Economia: dopo il "lunedì nero", le Borse europee in risalita
Rimbalzo delle Borse europee, in salita oggi, dopo che ieri hanno bruciato 160 miliardi
di euro. Un segnale di instabilità per tutti i mercati dell’area euro che continuano,
dunque, a fare i conti con la crisi economica. E c’è chi vede nel tonfo di ieri una
reazione al primo turno delle presidenziali in Francia, vinte da François Hollande,
mentre altri economisti trovano la responsabilità di quanto accaduto, nella crisi
politica in atto in Olanda. Salvatore Sabatino ne ha parlato con Gianfranco
Viesti,docente di Economia Applicata presso l’Università di Bari:
R. - L’andamento
altalenante delle Borse e degli spread sui tassi di interesse, ha due cause di fondo:
la prima è che tutti vedono come l’Europa sia incapace di dare una soluzione al problema
e, quindi, questo periodo di incertezza rischia di permanere a lungo, perché l’incertezza
provoca grandi scombussolamenti giorno dopo giorno. La seconda causa, che è alla base
della precedente, è che gli operatori vedono che le economie europee si sono fermate
e non danno nessuna prospettiva di ripresa. Dunque, anche se si mettono in atto manovre
sempre più forti sui conti pubblici, queste rischiano di essere totalmente inefficaci
perché cade l’andamento economico. E quindi i mercati sono molto preoccupati della
sostenibilità dei Paesi, non perché i Paesi stiano facendo l’austerità, ma perché
stanno facendo solo l’austerità senza la crescita.
D. - Le instabilità politiche
hanno sempre avuto delle ricadute sull’economia. In questo momento però, sembra che
gli effetti siano più deflagranti, perché?
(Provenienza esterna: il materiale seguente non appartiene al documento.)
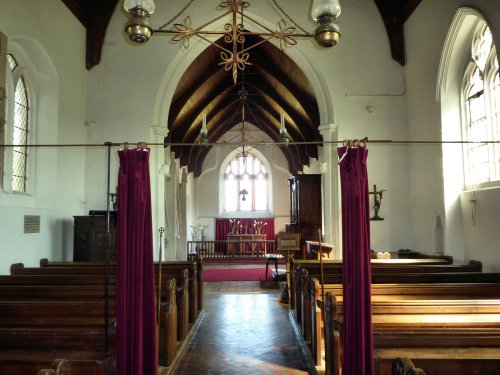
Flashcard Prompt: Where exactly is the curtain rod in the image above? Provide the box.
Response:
[0,138,500,149]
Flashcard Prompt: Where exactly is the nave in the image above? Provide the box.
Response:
[167,281,316,375]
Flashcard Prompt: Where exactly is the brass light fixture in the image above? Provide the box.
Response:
[200,113,208,144]
[311,0,341,47]
[123,0,340,83]
[280,112,289,146]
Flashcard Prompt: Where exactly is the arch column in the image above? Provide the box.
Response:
[318,124,342,259]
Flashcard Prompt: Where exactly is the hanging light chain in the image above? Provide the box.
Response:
[271,0,312,35]
[158,0,194,30]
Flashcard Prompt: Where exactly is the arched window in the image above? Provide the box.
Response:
[7,54,30,192]
[462,21,500,187]
[223,153,269,212]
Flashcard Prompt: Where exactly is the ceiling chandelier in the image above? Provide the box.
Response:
[123,0,341,83]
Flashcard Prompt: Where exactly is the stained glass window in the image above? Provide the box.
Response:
[223,153,268,212]
[7,55,29,192]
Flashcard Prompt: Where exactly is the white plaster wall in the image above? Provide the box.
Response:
[405,0,500,271]
[86,0,413,256]
[0,0,87,274]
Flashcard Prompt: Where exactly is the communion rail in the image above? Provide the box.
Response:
[187,240,275,261]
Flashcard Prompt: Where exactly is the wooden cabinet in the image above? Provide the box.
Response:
[286,174,322,258]
[73,211,116,262]
[288,174,322,225]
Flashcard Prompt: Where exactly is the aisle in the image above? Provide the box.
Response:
[171,284,316,375]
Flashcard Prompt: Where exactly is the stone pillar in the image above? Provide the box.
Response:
[149,126,168,260]
[319,124,342,259]
[0,32,6,187]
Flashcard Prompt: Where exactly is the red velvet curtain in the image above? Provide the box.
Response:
[337,147,373,375]
[215,217,274,241]
[116,149,157,375]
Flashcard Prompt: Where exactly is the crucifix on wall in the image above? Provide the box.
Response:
[370,185,387,220]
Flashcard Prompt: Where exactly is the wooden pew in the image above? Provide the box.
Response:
[0,271,179,365]
[37,359,110,375]
[391,358,425,375]
[303,278,500,363]
[8,263,191,341]
[325,286,500,375]
[37,257,204,323]
[289,258,482,324]
[0,301,116,375]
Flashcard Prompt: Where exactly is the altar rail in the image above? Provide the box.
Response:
[187,240,275,261]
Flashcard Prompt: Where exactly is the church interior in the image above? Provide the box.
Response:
[0,0,500,375]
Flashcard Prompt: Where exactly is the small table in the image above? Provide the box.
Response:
[227,233,267,257]
[266,254,283,280]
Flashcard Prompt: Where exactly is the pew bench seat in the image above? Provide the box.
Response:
[373,348,500,375]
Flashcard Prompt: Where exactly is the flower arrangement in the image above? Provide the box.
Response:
[229,219,241,234]
[189,223,208,241]
[253,220,267,234]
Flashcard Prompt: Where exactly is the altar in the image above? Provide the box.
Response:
[226,233,267,257]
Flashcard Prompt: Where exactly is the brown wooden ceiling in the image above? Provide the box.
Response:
[61,0,421,176]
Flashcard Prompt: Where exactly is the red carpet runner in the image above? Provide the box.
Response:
[203,267,273,282]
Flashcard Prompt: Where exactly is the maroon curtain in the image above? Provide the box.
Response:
[337,147,373,375]
[215,217,274,241]
[116,149,157,375]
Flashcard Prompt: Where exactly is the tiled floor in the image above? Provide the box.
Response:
[169,281,316,375]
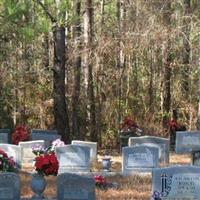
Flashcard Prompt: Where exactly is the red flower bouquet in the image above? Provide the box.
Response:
[0,149,17,172]
[121,117,138,132]
[94,175,107,188]
[12,126,29,145]
[32,146,59,176]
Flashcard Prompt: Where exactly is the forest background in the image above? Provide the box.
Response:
[0,0,200,147]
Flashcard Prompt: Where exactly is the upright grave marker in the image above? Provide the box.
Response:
[31,129,61,147]
[152,166,200,200]
[129,136,169,164]
[122,146,158,175]
[176,131,200,166]
[0,172,21,200]
[56,145,90,174]
[57,173,95,200]
[19,140,45,167]
[72,140,97,160]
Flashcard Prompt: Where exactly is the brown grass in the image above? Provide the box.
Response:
[20,153,191,200]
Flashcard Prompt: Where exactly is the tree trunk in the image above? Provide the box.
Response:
[162,1,172,127]
[53,26,70,143]
[72,0,83,140]
[84,0,97,141]
[182,0,191,96]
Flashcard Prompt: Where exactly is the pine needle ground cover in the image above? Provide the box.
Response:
[20,153,191,200]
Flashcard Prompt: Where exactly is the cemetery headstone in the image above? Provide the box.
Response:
[57,173,96,200]
[72,140,97,160]
[129,136,169,164]
[0,172,21,200]
[122,146,159,175]
[0,144,21,168]
[19,140,45,167]
[0,129,11,144]
[55,145,90,174]
[176,131,200,153]
[31,129,61,147]
[152,166,200,200]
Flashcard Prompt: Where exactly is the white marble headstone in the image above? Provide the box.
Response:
[31,129,61,147]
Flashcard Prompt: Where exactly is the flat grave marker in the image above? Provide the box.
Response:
[0,172,21,200]
[152,166,200,200]
[57,173,96,200]
[55,145,90,174]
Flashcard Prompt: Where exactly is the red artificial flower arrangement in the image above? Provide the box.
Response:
[32,147,59,176]
[168,119,186,131]
[0,149,17,172]
[121,117,138,132]
[12,126,29,145]
[94,175,107,188]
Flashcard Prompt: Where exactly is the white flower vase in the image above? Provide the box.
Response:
[31,174,47,200]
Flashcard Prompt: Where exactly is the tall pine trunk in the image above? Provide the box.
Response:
[162,1,172,127]
[53,26,70,143]
[84,0,97,141]
[182,0,191,96]
[72,0,83,139]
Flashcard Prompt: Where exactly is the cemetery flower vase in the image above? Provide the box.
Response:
[31,173,46,200]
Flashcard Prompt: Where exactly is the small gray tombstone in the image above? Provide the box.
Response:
[0,173,21,200]
[19,140,45,167]
[72,140,97,160]
[129,136,169,164]
[55,145,90,174]
[0,129,11,144]
[57,173,96,200]
[0,144,21,168]
[31,129,61,147]
[152,166,200,200]
[176,131,200,154]
[122,146,158,175]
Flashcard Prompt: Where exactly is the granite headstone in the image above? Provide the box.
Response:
[19,140,45,167]
[72,140,97,160]
[122,146,159,175]
[129,136,169,164]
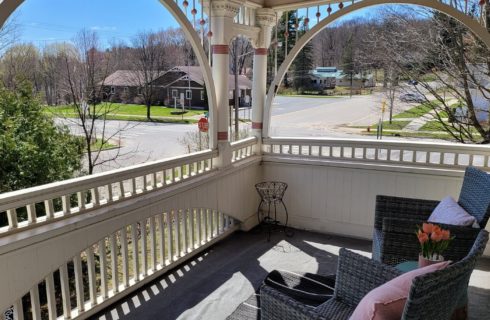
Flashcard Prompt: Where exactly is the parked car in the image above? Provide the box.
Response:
[400,92,425,103]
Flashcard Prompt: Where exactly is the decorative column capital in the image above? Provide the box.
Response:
[208,0,242,19]
[255,8,276,28]
[255,8,277,49]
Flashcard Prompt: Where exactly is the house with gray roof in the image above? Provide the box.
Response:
[309,67,375,90]
[103,66,252,109]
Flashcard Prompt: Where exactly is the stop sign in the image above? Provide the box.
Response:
[197,118,209,132]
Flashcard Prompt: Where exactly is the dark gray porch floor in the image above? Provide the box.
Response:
[93,230,490,320]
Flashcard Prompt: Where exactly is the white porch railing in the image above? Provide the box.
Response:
[262,138,490,171]
[9,208,238,320]
[0,141,261,320]
[231,137,257,162]
[0,150,218,234]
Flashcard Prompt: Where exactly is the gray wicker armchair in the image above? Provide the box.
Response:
[260,230,488,320]
[373,167,490,265]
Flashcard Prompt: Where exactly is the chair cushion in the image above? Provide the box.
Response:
[315,299,354,320]
[264,270,335,307]
[458,167,490,228]
[350,261,450,320]
[428,196,476,226]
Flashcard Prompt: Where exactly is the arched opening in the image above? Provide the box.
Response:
[0,0,216,178]
[264,1,490,144]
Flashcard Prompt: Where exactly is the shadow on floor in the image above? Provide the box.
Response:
[93,230,490,320]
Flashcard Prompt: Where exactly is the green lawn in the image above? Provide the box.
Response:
[363,131,454,140]
[45,103,204,123]
[372,120,410,130]
[91,140,119,150]
[419,120,445,131]
[393,103,432,119]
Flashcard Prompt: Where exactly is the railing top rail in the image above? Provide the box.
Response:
[263,137,490,152]
[230,137,257,149]
[0,150,218,212]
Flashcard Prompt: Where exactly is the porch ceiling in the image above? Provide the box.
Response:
[246,0,341,10]
[94,230,490,320]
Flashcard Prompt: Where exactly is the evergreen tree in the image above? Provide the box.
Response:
[0,83,83,192]
[267,11,302,87]
[292,27,314,93]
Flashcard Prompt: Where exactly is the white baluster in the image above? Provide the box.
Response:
[189,209,196,251]
[61,195,71,216]
[29,284,41,320]
[225,215,230,231]
[119,181,126,200]
[73,254,85,314]
[107,183,114,203]
[182,210,189,255]
[150,217,157,271]
[14,299,24,320]
[77,191,86,211]
[165,211,174,262]
[85,246,97,307]
[157,214,166,268]
[99,238,109,300]
[109,233,119,294]
[196,209,202,248]
[131,223,140,282]
[60,263,71,319]
[203,209,208,243]
[174,210,182,258]
[44,199,54,220]
[7,209,18,229]
[26,203,37,224]
[121,227,129,288]
[209,210,215,239]
[44,273,57,320]
[140,219,148,277]
[131,178,137,196]
[90,187,100,207]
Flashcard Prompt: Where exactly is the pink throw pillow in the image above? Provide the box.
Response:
[428,196,476,226]
[350,261,450,320]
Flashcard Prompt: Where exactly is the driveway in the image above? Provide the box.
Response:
[270,93,413,138]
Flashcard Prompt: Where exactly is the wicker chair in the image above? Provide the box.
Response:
[373,167,490,265]
[260,230,488,320]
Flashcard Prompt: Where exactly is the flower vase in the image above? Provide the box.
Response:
[419,254,444,268]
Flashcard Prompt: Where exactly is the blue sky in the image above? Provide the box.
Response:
[7,0,404,46]
[14,0,178,45]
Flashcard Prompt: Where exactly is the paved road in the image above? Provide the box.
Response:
[59,95,428,171]
[270,94,412,138]
[59,119,193,172]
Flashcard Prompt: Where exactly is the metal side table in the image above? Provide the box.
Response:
[255,181,294,241]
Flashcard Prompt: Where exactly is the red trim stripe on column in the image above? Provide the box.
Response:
[218,131,228,141]
[213,44,230,54]
[255,48,267,56]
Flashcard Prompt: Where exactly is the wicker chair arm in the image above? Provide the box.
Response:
[374,195,439,230]
[381,218,480,265]
[334,248,402,307]
[260,285,326,320]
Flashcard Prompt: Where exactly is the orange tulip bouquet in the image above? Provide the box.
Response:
[417,223,454,266]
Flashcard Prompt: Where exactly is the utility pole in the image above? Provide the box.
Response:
[235,39,240,141]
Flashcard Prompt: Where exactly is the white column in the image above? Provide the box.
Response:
[211,0,241,167]
[252,9,276,146]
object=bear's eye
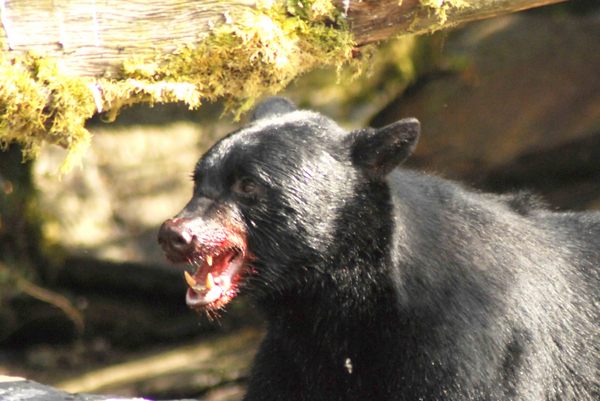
[233,177,260,196]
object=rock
[372,14,600,208]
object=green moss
[420,0,470,26]
[0,0,354,170]
[0,53,96,172]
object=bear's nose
[158,219,194,254]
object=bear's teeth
[183,271,198,288]
[205,272,215,290]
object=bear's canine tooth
[205,272,215,290]
[183,270,198,288]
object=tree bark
[0,0,562,78]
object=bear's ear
[350,118,421,177]
[250,96,296,121]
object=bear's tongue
[184,249,243,308]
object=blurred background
[0,0,600,400]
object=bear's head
[159,98,420,311]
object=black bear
[159,98,600,401]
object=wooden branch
[336,0,565,46]
[0,0,563,77]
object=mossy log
[0,0,561,170]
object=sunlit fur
[180,100,600,401]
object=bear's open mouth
[184,247,244,309]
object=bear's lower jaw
[184,248,245,310]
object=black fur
[166,100,600,401]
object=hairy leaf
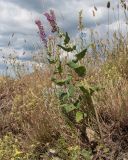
[64,32,70,45]
[61,104,76,113]
[58,45,76,52]
[76,111,84,123]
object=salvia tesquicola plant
[35,10,102,141]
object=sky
[0,0,126,75]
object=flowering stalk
[35,20,47,47]
[44,10,58,33]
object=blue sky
[0,0,126,75]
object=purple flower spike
[44,10,58,33]
[35,20,47,46]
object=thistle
[35,20,47,46]
[44,10,58,33]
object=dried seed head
[107,1,110,8]
[94,6,97,11]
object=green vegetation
[0,2,128,160]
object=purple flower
[44,10,58,33]
[35,20,47,46]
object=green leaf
[58,45,76,52]
[75,48,87,61]
[76,111,84,123]
[79,85,90,96]
[61,104,76,113]
[48,57,57,64]
[59,92,68,100]
[68,85,75,97]
[81,149,92,160]
[67,61,86,77]
[64,32,70,45]
[51,76,72,86]
[75,66,86,77]
[54,62,63,74]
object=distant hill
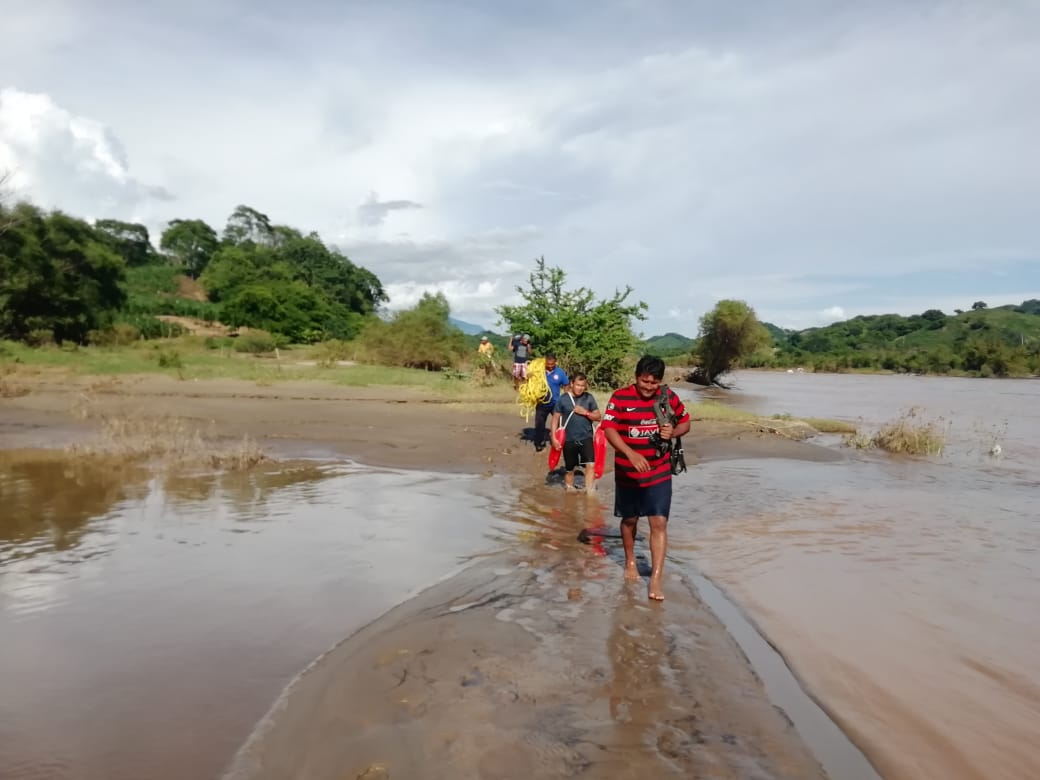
[773,300,1040,376]
[762,322,788,341]
[448,317,490,336]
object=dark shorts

R. - La causa prima è l’economia
che mette in difficoltà la politica. È quello che è successo in Grecia, in Italia,
in Spagna e in Olanda, e cioè la decisione di puntare esclusivamente su tagli alla
spesa e aumenti delle tasse in tutti i Paesi europei. Questa è una decisione difficilmente
sostenibile politicamente, oltre certi limiti, proprio per la sua dimensione: non
si può chiedere all’elettorato di sostenere i costi di una crisi di cui non ha responsabilità,
e di cui soprattutto, non si vede la fine. La cosa più preoccupante è che questo possa
portare - come abbiamo visto in Francia - una parte dell’elettorato europeo a puntare
verso forze politiche estreme, anti-europeiste e protezioniste. In questo caso la
difficoltà economica potrebbe produrre un risultato ancora più brutto, e cioè, uno
sconquasso nei governi e nelle democrazie dei nostri Paesi.
D. - L’Europa nasce
su un concetto chiaro: la fraternità e unità tra i popoli che vivono nel Vecchio continente,
niente a che fare, insomma, con l’economia. Può essere questo il motivo che ha favorito
poi la crisi in atto, anche dal punto di vista istituzionale?
R. - E' vero
che fino ad un certo punto non ha niente a che fare con l’economia, perché la fraternità
e la solidarietà sono concetti etici fondamentali, che purtroppo in Europa, abbiamo
dimenticato. Abbiamo abbandonato i greci in una maniera totalmente lontana dalla tradizione
culturale e civile dell’Europa, ma la solidarietà è un forte concetto economico. L’Europa
è cresciuta in questi decenni perché è stata unita, perché il bene degli uni diventa
anche il bene degli altri. Noi siamo usciti dal Medioevo economico tra fine Settecento
e inizio Ottocento, quando abbiamo iniziato a capire che la collaborazione economica
tra Stati, portava più progresso che la guerra economica tra gli Stati. È questo che
ci manca oggi. Siamo tornati ad un periodo nel quale la politica è incapace di dire
chiaramente ai cittadini, agli elettori, alle imprese, ai mercati che l’Europa o si
salva tutta insieme, o non si salva. Dunque quello che succede in Spagna, in Grecia,
in Olanda, in Irlanda, non è questione solo dei cittadini di quei Paesi, ma è questione
di tutti gli europei.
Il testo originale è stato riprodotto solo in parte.